This does not require fatalism. We can’t just flop down and allow ourselves to be overwhelmed. If I fall into the sea, my instinct is to push to the surface and try to save myself—whether I know how to swim, or not. Isn’t this instinct the basis of panic? If we truly were fatalists, we would never panic. We would just accept what the world was throwing at us and prepare to accept the outcome, whether good or bad. But no; we have an inborn sense that things could--should—be better, so we strive to make a difference. There must be something better than drowning, so don’t just fold your arms and submit to fate. No! Flail! Thrash! Push! Thrust towards the surface! Strike out towards the shore, however distant it may be! Make a difference! Save yourself!
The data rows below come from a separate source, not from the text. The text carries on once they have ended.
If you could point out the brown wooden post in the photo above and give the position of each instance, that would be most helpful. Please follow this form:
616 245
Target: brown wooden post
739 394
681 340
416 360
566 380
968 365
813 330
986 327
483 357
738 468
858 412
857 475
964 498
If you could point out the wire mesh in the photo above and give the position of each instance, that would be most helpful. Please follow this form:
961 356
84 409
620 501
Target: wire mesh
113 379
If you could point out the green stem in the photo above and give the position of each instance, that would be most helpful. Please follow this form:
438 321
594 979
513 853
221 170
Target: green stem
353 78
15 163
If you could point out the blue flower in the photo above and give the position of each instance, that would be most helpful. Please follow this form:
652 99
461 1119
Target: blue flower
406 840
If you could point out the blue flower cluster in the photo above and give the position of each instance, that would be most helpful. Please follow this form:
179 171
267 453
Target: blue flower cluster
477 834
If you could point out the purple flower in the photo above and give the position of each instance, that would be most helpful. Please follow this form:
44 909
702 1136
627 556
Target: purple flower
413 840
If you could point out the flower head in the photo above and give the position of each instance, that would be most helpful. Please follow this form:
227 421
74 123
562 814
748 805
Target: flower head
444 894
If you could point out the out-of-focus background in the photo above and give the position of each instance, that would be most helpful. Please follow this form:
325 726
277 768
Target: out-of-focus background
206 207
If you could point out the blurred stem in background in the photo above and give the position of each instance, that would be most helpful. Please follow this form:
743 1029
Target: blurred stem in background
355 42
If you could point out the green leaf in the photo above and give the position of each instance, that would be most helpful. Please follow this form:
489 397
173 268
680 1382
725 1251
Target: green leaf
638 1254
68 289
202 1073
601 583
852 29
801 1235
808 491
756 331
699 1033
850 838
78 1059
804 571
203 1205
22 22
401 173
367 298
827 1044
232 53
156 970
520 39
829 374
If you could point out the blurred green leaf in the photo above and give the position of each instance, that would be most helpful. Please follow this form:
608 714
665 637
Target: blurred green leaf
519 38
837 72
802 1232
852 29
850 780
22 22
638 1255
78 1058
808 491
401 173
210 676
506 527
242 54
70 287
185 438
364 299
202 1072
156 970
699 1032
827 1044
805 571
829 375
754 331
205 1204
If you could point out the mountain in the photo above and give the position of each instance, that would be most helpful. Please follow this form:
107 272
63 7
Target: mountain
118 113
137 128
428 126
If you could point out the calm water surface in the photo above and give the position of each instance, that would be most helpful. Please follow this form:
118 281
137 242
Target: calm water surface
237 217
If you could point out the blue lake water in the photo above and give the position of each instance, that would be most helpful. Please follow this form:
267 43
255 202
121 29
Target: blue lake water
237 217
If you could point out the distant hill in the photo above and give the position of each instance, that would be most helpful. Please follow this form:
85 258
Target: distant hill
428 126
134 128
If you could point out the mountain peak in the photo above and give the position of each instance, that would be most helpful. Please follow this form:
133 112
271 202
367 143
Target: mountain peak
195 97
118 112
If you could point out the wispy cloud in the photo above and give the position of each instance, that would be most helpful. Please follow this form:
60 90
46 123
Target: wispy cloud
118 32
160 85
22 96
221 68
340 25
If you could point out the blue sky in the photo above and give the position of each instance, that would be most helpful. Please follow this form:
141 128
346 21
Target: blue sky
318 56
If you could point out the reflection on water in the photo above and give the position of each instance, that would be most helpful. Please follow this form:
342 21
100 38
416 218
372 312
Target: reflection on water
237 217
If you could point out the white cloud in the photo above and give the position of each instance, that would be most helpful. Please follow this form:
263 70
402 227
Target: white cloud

Or, for that matter, save someone else. Throw yourself into a dangerous rip-tide because you observe a total stranger in distress—a stranger whose death would not make one jot of difference to your cosy life. Why endanger yourself for this stranger—perhaps someone whom you might not even have liked, had you met one another in business, or at a cocktail party? This just has to be something to do with the nobility of the human spirit—the sense that things ought to be better; that this stranger should not drown before my helpless (or apathetic) gaze—the compunction that makes me intervene, even at the risk of my own life and of the happiness of those dear to me.
Could such nobility have been infused into its creation by an impersonal force—the Great Electrolux In The Universe, Mother Nature, the Giant Pumpkin, or whatever name is currently in vogue? I think not. “Impersonal” cannot give rise to “Personal”. “Impersonal” cannot create or infuse nobility, spirit, love, care, joy, enthusiasm. Non-life cannot give rise to life; non-spirit cannot infuse spirit.
While we might admire beauty, even the world’s most beautiful (inanimate) work of art has never been known for its spirit of self-sacrifice, its passion, its love, its empathy. Those qualities can only be attributed to personal beings. And what you don’t have, you can’t pass on to others.
And so, to return to where I started; I can only make sense of this world in the context of my belief and trust in a personal God Who is all-loving, all-powerful, all-knowing, and omnipresent; a God Who has given mankind freewill, knowing we would abuse it, and has provided a salvation plan which even we cannot mess up.
[This was the basis of a sermon that I preached early this year in the chapel at the seminary where I teach.]